Category: Awakening

  • Gatekeepers must become curators

    Storm damage

    A number of industries are predicated on the idea of a gatekeeper:

    • Education is predicated on the idea of the teacher as the gatekeeper of knowledge.
    • News media is predicated on the idea of the news outlet as the gatekeeper of news.
    • Information technology is predicated on the idea of the IT department as the gatekeeper of technology.
    • Human resources is predicated on the idea of the HR professional as the gatekeeper of talent and open jobs.

    There are many more examples of gatekeepers in many different industries. You can likely think of a few of your own.

    Yet look carefully at your lists of gatekeepers. How have those gatekeepers been foiled?

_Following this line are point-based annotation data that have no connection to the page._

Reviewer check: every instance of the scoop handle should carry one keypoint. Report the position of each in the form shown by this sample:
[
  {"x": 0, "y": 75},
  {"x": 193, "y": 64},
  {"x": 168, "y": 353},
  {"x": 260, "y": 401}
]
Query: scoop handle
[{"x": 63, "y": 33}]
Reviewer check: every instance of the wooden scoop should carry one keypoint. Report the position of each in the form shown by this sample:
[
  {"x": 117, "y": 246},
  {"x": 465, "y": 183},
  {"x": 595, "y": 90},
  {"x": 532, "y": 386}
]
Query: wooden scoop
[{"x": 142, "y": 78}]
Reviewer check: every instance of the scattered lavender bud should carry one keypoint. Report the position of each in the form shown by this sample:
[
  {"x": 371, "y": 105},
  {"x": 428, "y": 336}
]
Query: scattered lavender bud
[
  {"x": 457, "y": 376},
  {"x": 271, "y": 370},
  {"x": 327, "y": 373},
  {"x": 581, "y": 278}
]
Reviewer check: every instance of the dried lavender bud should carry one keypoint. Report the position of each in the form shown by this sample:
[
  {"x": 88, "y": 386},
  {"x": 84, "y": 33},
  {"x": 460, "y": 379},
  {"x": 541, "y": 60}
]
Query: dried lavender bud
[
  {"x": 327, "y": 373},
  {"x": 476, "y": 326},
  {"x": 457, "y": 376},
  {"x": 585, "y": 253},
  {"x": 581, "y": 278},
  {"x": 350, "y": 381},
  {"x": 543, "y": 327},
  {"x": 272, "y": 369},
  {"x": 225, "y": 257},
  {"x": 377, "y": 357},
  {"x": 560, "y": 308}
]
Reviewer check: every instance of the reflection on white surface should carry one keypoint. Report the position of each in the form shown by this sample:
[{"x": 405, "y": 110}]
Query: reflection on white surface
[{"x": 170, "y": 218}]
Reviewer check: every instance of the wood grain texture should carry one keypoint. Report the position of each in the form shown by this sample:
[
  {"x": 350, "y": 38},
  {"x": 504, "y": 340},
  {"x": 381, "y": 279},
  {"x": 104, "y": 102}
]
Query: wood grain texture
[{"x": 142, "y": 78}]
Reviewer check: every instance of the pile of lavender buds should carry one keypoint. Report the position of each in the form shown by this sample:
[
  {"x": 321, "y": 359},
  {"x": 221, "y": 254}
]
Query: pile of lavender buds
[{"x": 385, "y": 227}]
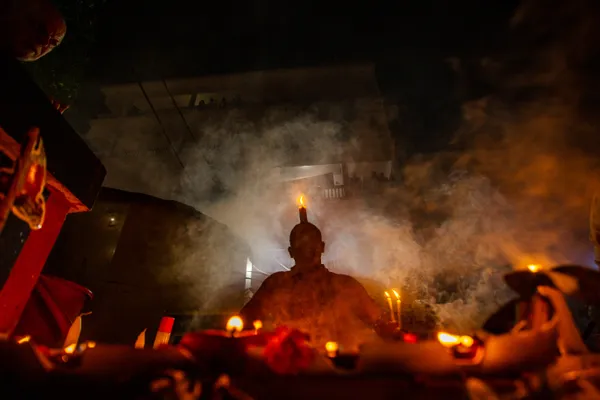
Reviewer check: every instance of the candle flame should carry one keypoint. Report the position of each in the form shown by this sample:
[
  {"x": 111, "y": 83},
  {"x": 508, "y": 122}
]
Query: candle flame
[
  {"x": 301, "y": 202},
  {"x": 467, "y": 341},
  {"x": 331, "y": 347},
  {"x": 24, "y": 339},
  {"x": 449, "y": 340},
  {"x": 533, "y": 268},
  {"x": 235, "y": 324},
  {"x": 70, "y": 349}
]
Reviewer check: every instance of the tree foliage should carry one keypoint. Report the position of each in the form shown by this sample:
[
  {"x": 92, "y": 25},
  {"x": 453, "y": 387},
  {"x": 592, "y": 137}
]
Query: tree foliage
[{"x": 61, "y": 72}]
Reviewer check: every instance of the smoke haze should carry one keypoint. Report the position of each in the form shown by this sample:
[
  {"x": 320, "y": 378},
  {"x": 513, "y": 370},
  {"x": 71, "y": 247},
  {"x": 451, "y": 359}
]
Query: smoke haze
[{"x": 515, "y": 189}]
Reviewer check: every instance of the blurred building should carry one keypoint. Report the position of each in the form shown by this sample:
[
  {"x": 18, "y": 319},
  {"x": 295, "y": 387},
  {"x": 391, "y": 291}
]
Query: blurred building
[
  {"x": 144, "y": 258},
  {"x": 144, "y": 128}
]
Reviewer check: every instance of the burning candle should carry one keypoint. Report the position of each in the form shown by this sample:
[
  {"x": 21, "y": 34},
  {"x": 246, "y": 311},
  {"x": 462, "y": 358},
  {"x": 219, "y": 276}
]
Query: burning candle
[
  {"x": 234, "y": 325},
  {"x": 399, "y": 306},
  {"x": 463, "y": 347},
  {"x": 302, "y": 209},
  {"x": 257, "y": 326},
  {"x": 331, "y": 348},
  {"x": 140, "y": 342},
  {"x": 164, "y": 331},
  {"x": 24, "y": 339},
  {"x": 533, "y": 268},
  {"x": 389, "y": 299}
]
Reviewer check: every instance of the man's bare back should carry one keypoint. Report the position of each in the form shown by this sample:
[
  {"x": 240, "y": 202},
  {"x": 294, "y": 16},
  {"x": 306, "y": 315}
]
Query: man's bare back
[{"x": 327, "y": 306}]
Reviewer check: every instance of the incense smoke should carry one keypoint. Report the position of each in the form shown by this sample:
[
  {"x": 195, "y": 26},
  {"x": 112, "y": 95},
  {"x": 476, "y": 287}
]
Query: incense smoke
[{"x": 448, "y": 225}]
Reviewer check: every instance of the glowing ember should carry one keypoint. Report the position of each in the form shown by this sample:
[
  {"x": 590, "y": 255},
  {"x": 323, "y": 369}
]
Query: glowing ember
[
  {"x": 24, "y": 339},
  {"x": 331, "y": 348},
  {"x": 70, "y": 349},
  {"x": 449, "y": 340},
  {"x": 533, "y": 268},
  {"x": 466, "y": 341},
  {"x": 235, "y": 324}
]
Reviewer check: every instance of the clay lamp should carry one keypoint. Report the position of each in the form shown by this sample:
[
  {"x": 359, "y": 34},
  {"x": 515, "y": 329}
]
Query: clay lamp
[
  {"x": 464, "y": 349},
  {"x": 223, "y": 351}
]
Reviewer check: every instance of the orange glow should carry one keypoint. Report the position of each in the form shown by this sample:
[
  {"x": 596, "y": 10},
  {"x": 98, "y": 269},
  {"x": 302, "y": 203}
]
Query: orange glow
[
  {"x": 24, "y": 339},
  {"x": 331, "y": 347},
  {"x": 449, "y": 340},
  {"x": 534, "y": 268},
  {"x": 466, "y": 341},
  {"x": 301, "y": 203},
  {"x": 70, "y": 349},
  {"x": 235, "y": 324}
]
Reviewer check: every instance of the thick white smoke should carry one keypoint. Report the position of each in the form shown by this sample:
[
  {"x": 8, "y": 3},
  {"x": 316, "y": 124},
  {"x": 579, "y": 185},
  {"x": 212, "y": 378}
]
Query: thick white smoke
[{"x": 516, "y": 193}]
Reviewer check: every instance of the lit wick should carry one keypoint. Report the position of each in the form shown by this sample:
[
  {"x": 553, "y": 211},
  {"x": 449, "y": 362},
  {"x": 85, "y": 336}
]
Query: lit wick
[
  {"x": 257, "y": 326},
  {"x": 389, "y": 299},
  {"x": 533, "y": 268},
  {"x": 332, "y": 349},
  {"x": 302, "y": 210},
  {"x": 234, "y": 325},
  {"x": 24, "y": 339},
  {"x": 399, "y": 306}
]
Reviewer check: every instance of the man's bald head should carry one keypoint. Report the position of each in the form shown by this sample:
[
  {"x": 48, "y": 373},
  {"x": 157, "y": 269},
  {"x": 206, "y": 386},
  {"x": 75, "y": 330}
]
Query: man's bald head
[{"x": 306, "y": 244}]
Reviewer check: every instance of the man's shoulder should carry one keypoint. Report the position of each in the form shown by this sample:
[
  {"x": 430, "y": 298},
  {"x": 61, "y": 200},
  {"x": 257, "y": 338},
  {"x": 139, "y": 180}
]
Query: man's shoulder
[{"x": 346, "y": 280}]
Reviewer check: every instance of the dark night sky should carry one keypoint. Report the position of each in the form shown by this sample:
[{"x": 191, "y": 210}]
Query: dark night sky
[{"x": 145, "y": 39}]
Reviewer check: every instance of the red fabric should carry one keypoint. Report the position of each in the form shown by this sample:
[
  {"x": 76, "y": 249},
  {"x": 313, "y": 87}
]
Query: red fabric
[
  {"x": 288, "y": 352},
  {"x": 53, "y": 306}
]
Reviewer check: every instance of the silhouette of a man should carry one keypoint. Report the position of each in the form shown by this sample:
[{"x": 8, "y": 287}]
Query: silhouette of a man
[{"x": 327, "y": 306}]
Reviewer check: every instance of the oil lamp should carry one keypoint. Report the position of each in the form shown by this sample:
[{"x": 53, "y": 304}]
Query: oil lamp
[
  {"x": 533, "y": 268},
  {"x": 462, "y": 347},
  {"x": 302, "y": 210}
]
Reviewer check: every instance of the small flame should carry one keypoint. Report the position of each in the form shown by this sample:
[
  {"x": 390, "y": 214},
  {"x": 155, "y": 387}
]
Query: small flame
[
  {"x": 235, "y": 324},
  {"x": 534, "y": 268},
  {"x": 449, "y": 340},
  {"x": 467, "y": 341},
  {"x": 24, "y": 339},
  {"x": 70, "y": 349},
  {"x": 331, "y": 347},
  {"x": 301, "y": 202}
]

    • Google is the gatekeeper of knowledge. No teacher can make a respectable claim that they can provide more raw knowledge.
    • Social media and new media are the gatekeepers of news, to the point where some news outlets simply read Tweets on the air.
    • BYOD and the democratization of tech and mobile have allowed people to sidestep IT and corporate security at every turn.
    • Personal and social networks allow people to network directly with hiring managers for the best jobs.

    So what’s a gatekeeper to do? How do these professionals, these people, pivot in their roles to still be relevant in a space which has become highly democratized?

    The answer is curation. For each democratization has brought its own troubles:

    • What knowledge is valid? The idiocracy of false science and science denial are examples of democratization gone awry.
    • How truthful is news? In an environment where anyone can report anything, lots of things are misreported or outright lied about.
    • BYOD also means bring your own viruses, your own security problems, your own lost device problems.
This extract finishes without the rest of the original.